After having added the omics layer to the spatialdata object, we can overlay the proteomics measurement with the imaging. In this example, we will focus on E-Cadherin (P09803) for which the original authors also developed an antibody-based staining.

min_coordinate = np.array([4000, 8000])
size = 5000

(
    sdata
    # Subset to relevant area
    .query.bounding_box(
        axes=("x", "y"),
        min_coordinate=min_coordinate,
        max_coordinate=min_coordinate + size,
        target_coordinate_system="global",
    )
)
SpatialData object
├── Images
│     └── 'm1a_image': DataArray[cyx] (4, 5000, 5000)
├── Shapes
│     └── 'cell_segmentation': GeoDataFrame shape: (11, 3) (2D shapes)
└── Tables
      └── 'm1a_table': AnnData (2, 3738)
with coordinate systems:
    ▸ 'global', with elements:
        m1a_image (Images), cell_segmentation (Shapes)
    ▸ 'to_lmd', with elements:
        cell_segmentation (Shapes)
sdata.tables["m1a_table"].obs["expression"] = sdata.tables["m1a_table"][:, "P09803"].X.flatten()
fig, axs = plt.subplots(1, 2, figsize=(16, 5))

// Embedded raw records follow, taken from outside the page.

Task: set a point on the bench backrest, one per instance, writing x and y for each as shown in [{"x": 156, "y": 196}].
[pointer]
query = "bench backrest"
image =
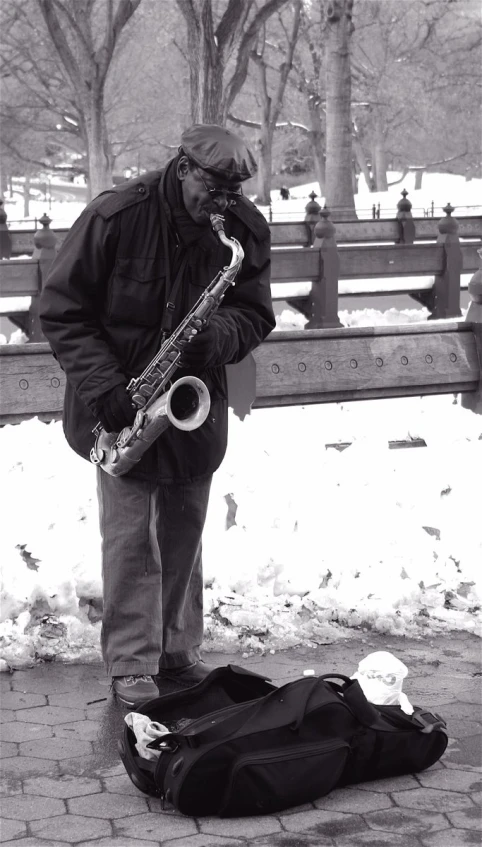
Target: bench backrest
[{"x": 300, "y": 367}]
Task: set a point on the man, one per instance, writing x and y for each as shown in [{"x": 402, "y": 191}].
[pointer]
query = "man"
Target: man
[{"x": 131, "y": 267}]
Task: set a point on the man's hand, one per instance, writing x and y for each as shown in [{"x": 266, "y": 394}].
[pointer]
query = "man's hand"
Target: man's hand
[
  {"x": 202, "y": 350},
  {"x": 117, "y": 411}
]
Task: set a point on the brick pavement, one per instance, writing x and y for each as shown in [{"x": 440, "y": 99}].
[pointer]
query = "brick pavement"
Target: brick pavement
[{"x": 63, "y": 784}]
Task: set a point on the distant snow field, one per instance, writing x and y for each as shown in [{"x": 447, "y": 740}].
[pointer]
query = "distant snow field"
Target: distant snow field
[{"x": 304, "y": 543}]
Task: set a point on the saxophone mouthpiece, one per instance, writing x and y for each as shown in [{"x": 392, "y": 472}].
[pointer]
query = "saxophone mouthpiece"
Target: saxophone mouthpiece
[{"x": 217, "y": 223}]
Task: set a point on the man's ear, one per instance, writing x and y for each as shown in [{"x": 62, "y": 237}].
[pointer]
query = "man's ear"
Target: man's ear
[{"x": 183, "y": 168}]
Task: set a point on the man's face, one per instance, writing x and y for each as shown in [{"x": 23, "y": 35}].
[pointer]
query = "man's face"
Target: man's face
[{"x": 202, "y": 195}]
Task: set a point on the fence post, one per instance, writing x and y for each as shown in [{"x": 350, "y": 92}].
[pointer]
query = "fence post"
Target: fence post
[
  {"x": 406, "y": 226},
  {"x": 312, "y": 216},
  {"x": 446, "y": 289},
  {"x": 45, "y": 242},
  {"x": 5, "y": 237},
  {"x": 324, "y": 291},
  {"x": 473, "y": 400}
]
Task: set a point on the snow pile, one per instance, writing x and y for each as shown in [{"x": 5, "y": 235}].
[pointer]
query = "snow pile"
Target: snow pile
[{"x": 303, "y": 542}]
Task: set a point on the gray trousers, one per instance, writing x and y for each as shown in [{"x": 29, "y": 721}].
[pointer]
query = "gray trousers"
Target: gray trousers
[{"x": 151, "y": 572}]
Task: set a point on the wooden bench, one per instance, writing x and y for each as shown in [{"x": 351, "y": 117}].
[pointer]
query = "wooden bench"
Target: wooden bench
[
  {"x": 330, "y": 271},
  {"x": 301, "y": 367},
  {"x": 401, "y": 229},
  {"x": 319, "y": 274}
]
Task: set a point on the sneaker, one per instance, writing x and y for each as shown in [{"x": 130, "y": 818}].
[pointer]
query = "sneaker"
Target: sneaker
[
  {"x": 183, "y": 677},
  {"x": 131, "y": 691}
]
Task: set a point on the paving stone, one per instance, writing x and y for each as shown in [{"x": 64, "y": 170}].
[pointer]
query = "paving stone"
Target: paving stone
[
  {"x": 207, "y": 840},
  {"x": 10, "y": 829},
  {"x": 29, "y": 683},
  {"x": 326, "y": 824},
  {"x": 53, "y": 715},
  {"x": 78, "y": 699},
  {"x": 10, "y": 786},
  {"x": 121, "y": 785},
  {"x": 432, "y": 799},
  {"x": 63, "y": 787},
  {"x": 379, "y": 839},
  {"x": 20, "y": 731},
  {"x": 34, "y": 842},
  {"x": 21, "y": 700},
  {"x": 354, "y": 801},
  {"x": 463, "y": 767},
  {"x": 452, "y": 780},
  {"x": 8, "y": 749},
  {"x": 121, "y": 842},
  {"x": 250, "y": 827},
  {"x": 28, "y": 807},
  {"x": 385, "y": 786},
  {"x": 107, "y": 806},
  {"x": 71, "y": 828},
  {"x": 412, "y": 821},
  {"x": 23, "y": 767},
  {"x": 451, "y": 838},
  {"x": 463, "y": 728},
  {"x": 80, "y": 766},
  {"x": 288, "y": 839},
  {"x": 85, "y": 730},
  {"x": 155, "y": 827},
  {"x": 464, "y": 751},
  {"x": 55, "y": 748},
  {"x": 469, "y": 818},
  {"x": 455, "y": 711},
  {"x": 293, "y": 810}
]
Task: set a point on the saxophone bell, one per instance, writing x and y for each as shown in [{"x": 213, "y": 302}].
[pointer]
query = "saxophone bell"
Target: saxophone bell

min_coordinate = np.array([4000, 7000])
max_coordinate = min_coordinate + 600

(
    sdata
    # Subset to relevant area
    .query.bounding_box(
        axes=("x", "y"),
        min_coordinate=min_coordinate,
        max_coordinate=max_coordinate,
        target_coordinate_system="global",
    )
    .pl.render_images("m1a_image", channel=1)
    .pl.render_shapes(
        element="cell_segmentation", color="P09803", norm=mpl.colors.Normalize(0, 7000), outline_alpha=1, fill_alpha=1
    )
    .pl.show(coordinate_systems="global", ax=axs[0])
)

axs[0].set_title("LC/MS-measurement + $\\alpha$-E-Cadherin")

(
    sdata
    # Subset to relevant area
    .query.bounding_box(
        axes=("x", "y"),
        min_coordinate=min_coordinate,
        max_coordinate=max_coordinate,
        target_coordinate_system="global",
    )
    .pl.render_images("m1a_image", channel=1)
    .pl.render_shapes(
        element="cell_segmentation", color="P09803", outline_alpha=1, outline_color="#cccccc", fill_alpha=0
    )
    .pl.show(coordinate_systems="global", ax=axs[1])
)

axs[1].set_title("Cell segmentation + $\\alpha$-E-Cadherin")
Text(0.5, 1.0, 'Cell segmentation + $\\alpha$-E-Cadherin')
../_images/cd48a36ce82c5190887019a3dd496e283517dc1084bb2499fedf70d3cf5c5069.png

We note that the staining intensity correlates with the measured abundance of E-Cadherin in the cells.